The first two people that chef and restaurateur Jeff Black consulted before he officially decided to get in the medical cannabis business were his kids, then 12 and 13.
“I sat them down, and I said, ‘I’m not going to do this if there’s going to be some stigma against you in school. I’m not going to do this if you’re going to carry some burden,'” Black says.
But as he talked through it, his youngest son started spouting off medical data about the benefits of cannabis. “I was like, ‘Where do you know that from?’ He’s like, ‘I want to be a doctor, dad. I know everything,'” Black recalls. “He was the one who was like, ‘You need to do this. You should do this. This is important.'”
Black is now a partner in Doctor’s Orders, one of Maryland’s newly licensed medical cannabis companies. Mackie Barch, the son of one of Black’s longtime regulars, helped get the restaurateur involved. He thought Black’s business acumen made him a good fit—and if they were ever allowed to produce edibles, those culinary skills could certainly come in handy. Now after more than three years of navigating new regulations, the company just got the green light to begin growing cannabis plants at a cultivation center in Cambridge, Maryland. Black expects they’ll have the first crop by the end of the year.

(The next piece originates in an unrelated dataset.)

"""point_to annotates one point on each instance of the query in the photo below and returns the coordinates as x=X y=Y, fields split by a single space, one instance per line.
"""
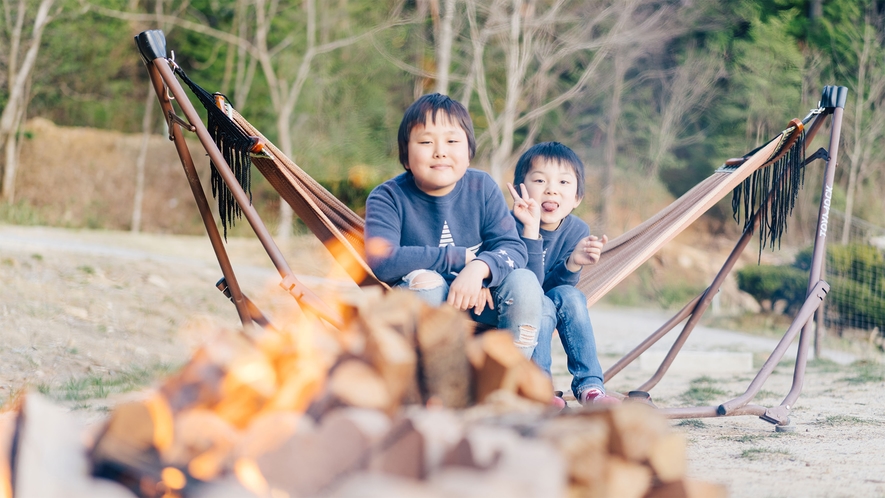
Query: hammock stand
x=341 y=230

Black had always felt that it was kind of hypocritical that marijuana was demonized, while beer is advertised all over the Super Bowl. Still, he says he wasn’t totally comfortable with the idea of getting professionally involved with it at first. He worried that it might have a negative impact on his restaurants, which include Pearl Dive Oyster Palace, BlackSalt, Addie’s, and others. “We’ll be looking like outlaws, or we’ll be looking like criminals,” he recalls thinking.
But as Black started doing research and meeting doctors and others in the cannabis business, he found it was much more legitimate than he’d imagined. “It’s indoor farming, and it’s hard work,” he says. “It’s not like some hippie sitting in the corner smoking a joint going, ‘Hey dude, let’s go to a show later.'”
Black also began to think about how cannabis might have helped his sister, who died of lymphoma cancer in the early 1980s. During treatment, she lost her appetite and dropped so much weight she was “skinny as a rail.”
Years later, Black watched a friend and former employee make gummy edibles for his mother with cancer. “She would just chew on them really slowly and it would release enough cannabis to get her appetite going, so she could actually eat something,” Black says. It was first real exposure to someone benefitting medically from cannabis.
Black is now one of four main partners in Doctor’s Orders, which will likely change its name at some point. The others include Herb P. Wilkins Jr. (a venture capitalist whose father was an early investor in BET and Radio One), Tyler Weinberg (whose family is involved in Cordish Companies, a big real estate developer that owns Maryland Live! Casino), and Barch (who used to work in the pharmaceutical industry). While Black was previously the Chief Operating Officer of the group, he’s since handed day-to-day management over to Barch.
Baltimore County Del. Dan Morhaim was initially involved as a consultant, but he’s since backed out amid state ethics violations. He failed to disclose his role in the company while helping to shape Maryland’s medical cannabis regulations. (“He assured us everything was legit. It turns out everything wasn’t completely legit,” Black says.)
Doctor’s Orders owns 12 acres of land in Dorchester County with a 8,000-square-foot warehouse for growing. The facility also contains a lab for processing cannabis that Black hopes will be approved in the next week or two.
Doctor’s Orders has a pre-approval to operate a dispensary, too, although it hasn’t begun building one yet. Black says they have their eyes on a property in Baltimore. “It’s near a police station, which we like, because dispensaries get robbed quite a bit,” he says. Until then, they plan to sell through other state-sanctioned dispensaries in Maryland.
While it’s all new to Black, he’s found some similarities with the restaurant business. He’s accustomed to the many regulations and permitting. He knows about getting buy-in from the community. He understands the scrutiny.
“If a kitchen has contaminated food or doesn’t have good food handling purposes, people can get hurt, they can get sick. It’s in the public good to make sure restaurants do the right thing,” he says. “Well, this is kind of the same animal, and the state has to be very concerned about how we do what we do.”
Still, it’s unclear to what extent Black will get to put his cooking skills to use when it comes to cannabis. Maryland allows licensed processors to make extracts, oils, and tinctures, but regulations haven’t yet been developed for food.
“It leaves us very much in a gray area,” Black says. “We don’t want to commit to a bunch of a equipment to make some product that the state’s going to turn around and say, ‘No we’re not going to allow it.'”
But if recreational marijuana is legalized—which Black suspects it will be someday—he is ready. The chef already has some recipe ideas, although he doesn’t want to share them for fear that someone will steal them.
“If a cannabis restaurant were to erupt,” Black says, “I could have a menu literally in days.”